Long term rentals have the advantage of delivering consistent income without having to actively manage and turnover the properties for re-lease. With a vast number of competitors flooding the market it may also prove difficult for the inexperienced homeowner to consistently replenish the supply of renters which is crucial for achieving sustainable profitability when looking at residential properties as income generating investments. This is where large, professional investment institutions like SmartOwner come into play. When looking at short term rentals as investment mechanisms to generate steady long term profits, several parameters need to be implemented that may escape the purview of the individual homeowner.

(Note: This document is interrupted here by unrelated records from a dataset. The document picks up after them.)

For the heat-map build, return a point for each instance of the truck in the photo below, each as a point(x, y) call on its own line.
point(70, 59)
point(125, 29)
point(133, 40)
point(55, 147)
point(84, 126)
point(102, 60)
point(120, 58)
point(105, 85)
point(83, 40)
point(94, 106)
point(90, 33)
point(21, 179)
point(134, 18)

For example, the SmartOwner STR Series utilises dynamic pricing algorithms on an actively managed portfolio of luxury short term rentals in the most profitable rental markets around the world. Such properties, owing to the credibility and superior quality of offerings, will stand a higher chance to sustain demand and generate profitable rental returns for its investors.
The selection of the right properties, property/investment management tools and partners are crucial factors that can spell the difference between lost opportunity and sustainable profitability in short term rental investments. This writer, therefore, advises due diligence and careful evaluation of all investment parameters and the selection of credible, experienced investment management partners before investing in this new, fastest-growing segment of real estate.